= Jim Rodnunsky =

James Lewis Rodnunsky (July 18, 1956 – June 10, 2011) was a Canadian-born technician, cinematographer, and inventor of the Cablecam system. Cablecam consists of cable-suspended, remote control cameras to film overhead shots. Rodnunsky's Cablecam is now widely used in sporting events, film and television. Rodnunsky's Cablecam is a direct competitor of the Skycam system, which was invented by Garrett Brown.

==Life and career==
Rodnunsky was born and raised in Edmonton, Alberta. He moved to the San Fernando Valley of Los Angeles, California, as a teen with his parents. He earned bachelor's degrees in economics and political science from the University of California, Los Angeles (UCLA). After college, Rodnunsky further studied both filmmaking and acting.

Rodnunsky first used an early Cablecam prototype to film skiers in the Blackcomb Mountains of British Columbia, Canada, in 1989. Cablecam has since evolved into an "industry standard" for sporting events, according to Variety.

The operator of Cablecam used a joystick to move the camera approximately twelve feet above players at sporting events, such as football games, allowing the camera to film from nearly any angle needed by the director.

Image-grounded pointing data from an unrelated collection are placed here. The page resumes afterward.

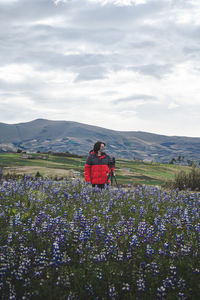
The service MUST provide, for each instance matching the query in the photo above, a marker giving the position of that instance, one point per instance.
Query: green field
(127, 171)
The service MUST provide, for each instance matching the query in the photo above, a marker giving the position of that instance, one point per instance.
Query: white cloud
(15, 73)
(125, 65)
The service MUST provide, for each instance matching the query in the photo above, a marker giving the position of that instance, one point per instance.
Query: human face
(102, 148)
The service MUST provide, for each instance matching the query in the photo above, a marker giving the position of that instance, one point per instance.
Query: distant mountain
(62, 136)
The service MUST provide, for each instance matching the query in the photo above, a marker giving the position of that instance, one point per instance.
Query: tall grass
(184, 180)
(66, 240)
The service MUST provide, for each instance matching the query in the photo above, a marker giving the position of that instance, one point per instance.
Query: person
(97, 166)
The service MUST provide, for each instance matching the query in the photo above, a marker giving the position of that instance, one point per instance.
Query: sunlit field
(67, 240)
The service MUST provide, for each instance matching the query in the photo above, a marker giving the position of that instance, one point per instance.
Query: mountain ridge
(78, 138)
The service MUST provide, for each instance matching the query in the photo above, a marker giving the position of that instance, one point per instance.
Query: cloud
(134, 64)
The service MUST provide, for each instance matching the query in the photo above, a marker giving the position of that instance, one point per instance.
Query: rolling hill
(74, 137)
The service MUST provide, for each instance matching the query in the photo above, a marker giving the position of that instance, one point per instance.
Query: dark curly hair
(97, 146)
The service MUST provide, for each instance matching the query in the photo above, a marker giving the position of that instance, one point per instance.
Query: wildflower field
(67, 240)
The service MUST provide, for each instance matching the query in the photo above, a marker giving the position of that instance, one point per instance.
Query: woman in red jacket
(97, 166)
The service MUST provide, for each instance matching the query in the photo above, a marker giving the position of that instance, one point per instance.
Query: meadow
(127, 171)
(67, 240)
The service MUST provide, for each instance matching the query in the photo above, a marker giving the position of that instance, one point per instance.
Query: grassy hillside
(127, 171)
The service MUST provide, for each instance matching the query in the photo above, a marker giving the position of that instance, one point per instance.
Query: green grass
(127, 171)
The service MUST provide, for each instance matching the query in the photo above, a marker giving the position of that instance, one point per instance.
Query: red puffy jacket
(97, 168)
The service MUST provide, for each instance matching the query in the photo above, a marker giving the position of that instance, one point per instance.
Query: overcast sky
(119, 64)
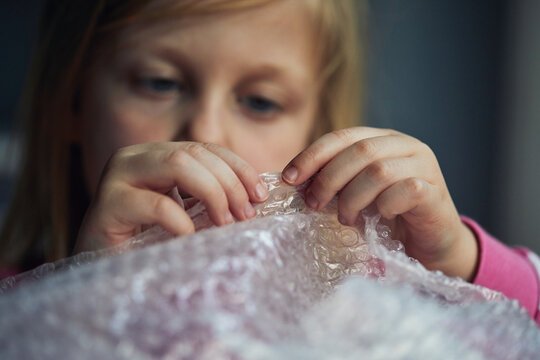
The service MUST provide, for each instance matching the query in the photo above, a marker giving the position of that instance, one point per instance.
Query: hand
(132, 191)
(402, 177)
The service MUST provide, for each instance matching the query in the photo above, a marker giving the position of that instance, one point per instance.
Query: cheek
(107, 128)
(279, 145)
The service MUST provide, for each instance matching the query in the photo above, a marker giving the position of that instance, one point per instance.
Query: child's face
(245, 80)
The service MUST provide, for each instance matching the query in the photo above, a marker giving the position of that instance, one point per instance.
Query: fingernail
(261, 191)
(229, 219)
(249, 211)
(311, 200)
(290, 174)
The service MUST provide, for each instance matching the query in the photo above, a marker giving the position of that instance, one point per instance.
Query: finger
(162, 170)
(235, 191)
(352, 160)
(409, 195)
(322, 150)
(256, 188)
(372, 181)
(132, 207)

Variety Magazine called Rodnunsky's Cablecam as one of the technological inventions which permanently changed television coverage of sports events, along instant replays and handheld cameras.

Rodnunsky won several Emmy Awards and three Academy Scientific and Technical Awards from the Academy of Motion Picture Arts and Sciences during his career.

Jim Rodnunsky died from brain cancer on June 10, 2011, at the age of 54. A resident of Granada Hills, Los Angeles, he was survived by his wife, Lisa; three children - Tatiana, Daniel and Alexandra; and two brothers, Serge and Pierre.